Two men accused of distributing heroin in Carson Valley reached plea agreements with the district attorney’s office.
Matthew Price, 25, pleaded no contest Monday to possession of a controlled substance for sale.
In exchange for his guilty plea, prosecutors won’t oppose his request for probation, or ask for additional jail time.
He faces up to four years in prison and a $5,000 fine.
Judge Michael Gibbons advised Price that it’s up to the judge what the sentence is despite the plea agreement.
Gibbons refused a request to release Price from jail on his own recognizance.
The defendant said he was unlikely to post bail which the judge reduced from $5,000 to $2,500 cash or bond prior to his sentencing Oct. 14.
“You’re probably better off staying in jail,” Gibbons said. “You won’t have an opportunity to get in trouble.”
Attorney Matt Ence said Price was pleading no contest “because he didn’t actually possess the heroin himself, and wanted to draw that distinction.”
Ence said Price accepted the agreement to avoid prosecution on more serious charges. Originally, he was charged with offering or attempting to sell a controlled substance, and conspiracy to violate the Uniform Controlled Substances Act.

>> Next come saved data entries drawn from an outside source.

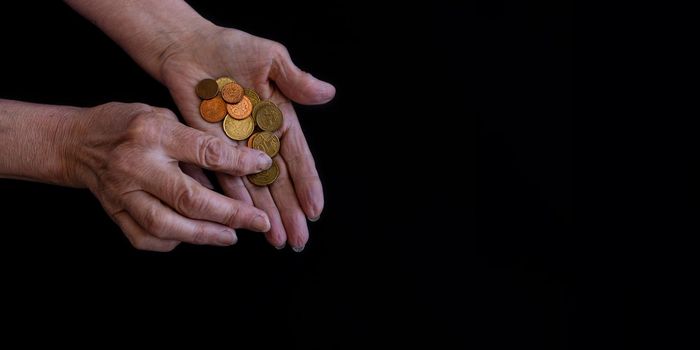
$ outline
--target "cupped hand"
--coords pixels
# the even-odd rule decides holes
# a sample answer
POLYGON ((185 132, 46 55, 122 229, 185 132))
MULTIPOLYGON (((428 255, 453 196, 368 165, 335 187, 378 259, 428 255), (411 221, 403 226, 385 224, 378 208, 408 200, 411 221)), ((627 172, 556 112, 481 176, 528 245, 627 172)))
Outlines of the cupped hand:
POLYGON ((304 249, 309 236, 306 218, 315 221, 321 215, 323 189, 291 101, 326 103, 335 88, 296 67, 281 44, 213 25, 171 45, 163 53, 160 75, 186 123, 221 138, 226 138, 221 123, 208 123, 199 115, 194 88, 200 80, 229 76, 279 106, 284 123, 276 132, 282 144, 275 157, 280 168, 277 181, 257 187, 235 174, 218 173, 217 178, 226 195, 268 214, 270 244, 304 249))
POLYGON ((75 166, 69 169, 136 248, 231 245, 234 229, 269 231, 264 211, 202 186, 179 167, 242 176, 270 167, 263 152, 187 127, 167 109, 108 103, 83 113, 72 128, 75 166))

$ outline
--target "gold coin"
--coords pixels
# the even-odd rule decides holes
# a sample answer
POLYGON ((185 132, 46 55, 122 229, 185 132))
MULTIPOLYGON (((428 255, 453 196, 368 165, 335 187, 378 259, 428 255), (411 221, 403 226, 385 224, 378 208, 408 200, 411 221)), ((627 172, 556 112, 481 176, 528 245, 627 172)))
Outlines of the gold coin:
POLYGON ((252 118, 239 120, 232 118, 228 114, 226 115, 226 118, 224 118, 223 125, 226 136, 236 141, 243 141, 247 139, 248 136, 253 133, 253 129, 255 129, 255 123, 253 123, 252 118))
POLYGON ((280 151, 280 139, 269 131, 263 131, 256 134, 252 148, 261 150, 272 158, 280 151))
POLYGON ((250 116, 253 111, 253 105, 250 103, 248 97, 243 96, 241 102, 236 104, 226 104, 226 110, 228 110, 228 115, 236 119, 245 119, 250 116))
POLYGON ((224 87, 224 85, 235 82, 235 80, 229 77, 220 77, 219 79, 216 79, 216 85, 219 86, 219 91, 221 91, 221 88, 224 87))
POLYGON ((214 98, 219 93, 219 85, 214 79, 204 79, 194 88, 194 92, 203 100, 214 98))
POLYGON ((257 92, 253 89, 243 89, 243 92, 245 93, 246 96, 248 96, 248 99, 250 99, 250 103, 253 104, 253 107, 257 106, 258 103, 260 103, 260 96, 258 95, 257 92))
POLYGON ((202 118, 210 123, 220 122, 226 116, 226 102, 221 96, 215 96, 209 100, 202 100, 199 104, 199 113, 202 118))
POLYGON ((248 148, 253 148, 253 140, 255 139, 255 136, 258 136, 259 132, 254 132, 253 135, 250 135, 248 138, 248 148))
POLYGON ((236 83, 228 83, 221 88, 221 98, 226 103, 238 103, 243 98, 243 87, 236 83))
POLYGON ((277 166, 277 163, 272 162, 272 166, 269 169, 248 175, 248 180, 258 186, 267 186, 275 182, 278 176, 280 176, 280 168, 277 166))
POLYGON ((282 111, 270 101, 261 101, 253 109, 253 117, 260 129, 275 131, 282 127, 282 111))

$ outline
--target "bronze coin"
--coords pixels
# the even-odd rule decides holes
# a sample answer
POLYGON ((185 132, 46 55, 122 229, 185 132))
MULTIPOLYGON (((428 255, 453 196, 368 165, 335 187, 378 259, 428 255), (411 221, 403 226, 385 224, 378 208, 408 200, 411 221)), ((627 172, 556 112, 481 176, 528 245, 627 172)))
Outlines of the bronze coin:
POLYGON ((222 124, 226 136, 236 141, 243 141, 250 137, 250 134, 255 130, 253 118, 245 118, 242 120, 233 119, 230 115, 226 115, 222 124))
POLYGON ((272 101, 261 101, 253 111, 255 123, 265 131, 276 131, 282 127, 282 111, 272 101))
POLYGON ((258 95, 257 92, 253 89, 243 89, 244 93, 248 98, 250 99, 250 102, 253 104, 253 108, 260 102, 260 96, 258 95))
POLYGON ((194 92, 197 93, 199 98, 208 100, 214 98, 214 96, 219 93, 219 84, 217 84, 214 79, 204 79, 197 84, 194 88, 194 92))
POLYGON ((236 104, 227 104, 226 110, 228 114, 236 119, 248 118, 250 113, 253 111, 253 104, 250 103, 248 97, 243 96, 241 102, 236 104))
POLYGON ((258 134, 259 132, 250 135, 250 138, 248 138, 248 148, 253 148, 253 140, 255 139, 255 136, 258 136, 258 134))
POLYGON ((272 162, 272 166, 266 170, 263 170, 257 174, 248 175, 248 180, 258 186, 267 186, 280 176, 280 167, 277 163, 272 162))
POLYGON ((221 91, 221 88, 224 87, 224 85, 235 82, 236 81, 231 79, 230 77, 219 77, 218 79, 216 79, 216 83, 219 85, 219 91, 221 91))
POLYGON ((221 88, 221 97, 227 103, 238 103, 243 98, 243 87, 236 83, 228 83, 221 88))
POLYGON ((252 148, 259 149, 267 153, 270 158, 276 156, 280 151, 280 139, 269 131, 263 131, 256 134, 252 145, 252 148))
POLYGON ((199 104, 199 113, 202 118, 210 123, 220 122, 226 116, 226 102, 221 96, 209 100, 202 100, 199 104))

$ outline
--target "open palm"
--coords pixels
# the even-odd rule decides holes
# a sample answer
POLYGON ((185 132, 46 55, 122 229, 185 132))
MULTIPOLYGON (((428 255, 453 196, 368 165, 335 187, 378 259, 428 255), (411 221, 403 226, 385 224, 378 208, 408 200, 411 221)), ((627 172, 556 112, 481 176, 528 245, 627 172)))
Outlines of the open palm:
POLYGON ((306 218, 320 216, 323 189, 291 101, 326 103, 335 95, 335 88, 297 68, 281 44, 235 29, 216 27, 198 33, 166 55, 161 66, 163 82, 186 123, 194 128, 226 138, 221 123, 208 123, 199 115, 200 100, 194 87, 205 78, 232 77, 279 106, 284 123, 275 132, 282 143, 275 157, 280 168, 277 181, 258 187, 245 177, 217 174, 217 178, 226 195, 267 212, 270 244, 281 248, 288 243, 297 251, 303 249, 309 235, 306 218))

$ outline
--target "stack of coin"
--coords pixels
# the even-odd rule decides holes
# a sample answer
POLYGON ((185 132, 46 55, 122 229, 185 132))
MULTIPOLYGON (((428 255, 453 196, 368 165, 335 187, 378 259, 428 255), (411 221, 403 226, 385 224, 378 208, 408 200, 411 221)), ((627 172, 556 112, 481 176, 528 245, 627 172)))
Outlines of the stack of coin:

Codefendant Heath Crawford-Penueta, 33, pleaded guilty Tuesday to possession of a controlled substance, and was granted a deferred sentence pending successful completion of Western Nevada Regional Drug Court.
Prosecutor Erik Levin said the state could prove that Price, Penueta and another individual drove to Reno and obtained heroin for a confidential informant for the Douglas County Sheriff’s Office.
They were pulled over on June 25 for a traffic violation.
A search of the suspects and the vehicle turned up several hypodermic needles, the bottom of an aluminum soda can with suspected heroin residue.
“On the way back from Reno, it became apparent that they (the defendants) were not going to hook up with the agents to give them the drugs. Deputies found some heroin, but obviously a lot had been consumed by the occupants of the vehicle,” Lopez said.
Gibbons said it was unusual that Price would be released prior to sentencing without going straight into treatment, or that the state would agree to no jail time.
“Is there something going on I don’t know about?” the judge asked.
Ence said Price intended to be involved in treatment, but wasn’t asking for drug court or a deferred sentence.
“If he’s using heroin, it’s a very hard drug to stay away from,” Gibbons said. “If he’s released, and starts using, the chance of probation goes way down.”
Ence said Price had been clean for a year while living out of the area.
“He came back and fell in with some bad individuals,” Ence said.
Gibbons said if Price bails out, he must be under the supervision of the Department of Alternative Sentencing.
Crawford-Penueta admitted to Judge Tod Young on Tuesday that he was a heroin addict, and had been clean for three weeks, since his arrest. He was ordered to appear Aug. 26 in drug court.